Miedo

Está sentada en una silla, junto a la ventana, con un libro entre las manos. De vez en cuando deja de leer y se asoma a la calle para ver cómo cae la tarde sobre los árboles otoñales, el refulgente de rojos que va dejando el sol al hundirse en el horizonte. Le gusta esta hora en que la habitación parece recogerse sobre sí misma, en la penumbra. Los niños han terminado con las tareas escolares y juegan en la habitación contigua. Oye sus risas, el vaivén de sus palabras, las variaciones en el tono, y también los silencios, que si son alargados, empiezan a ser preocupantes: ¿qué estarán haciendo?
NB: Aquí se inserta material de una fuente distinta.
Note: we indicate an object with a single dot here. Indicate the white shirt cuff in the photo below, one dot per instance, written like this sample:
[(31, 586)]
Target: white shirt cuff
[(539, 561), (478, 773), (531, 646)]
Bueno, tienen derecho a sus travesuras, a sus secretos. Son niños, no hay que entrometerse demasiado, agobiarlos con normas ridículas que lo único que parecen perseguir es el sometimiento a la autoridad. Si dispusiera de una varita mágica, congelaría el tiempo, lo detendría en este instante de felicidad en que todo parece encajar. Pero no dispone de una varita mágica, aunque ha aprendido a apurar esos momentos, a introducirse en esa burbuja protectora que pronto estallará, cuando los niños empiecen a moverse inquietos como perrillos que huelen en la distancia, cuando a ella empiece a pesarle el libro en las manos y ni el viaje literario le sirva de consuelo, cuando la casa se vuelva amenazante y parezca más una cárcel que una casa, justo cuando oiga las llaves de él en la cerradura.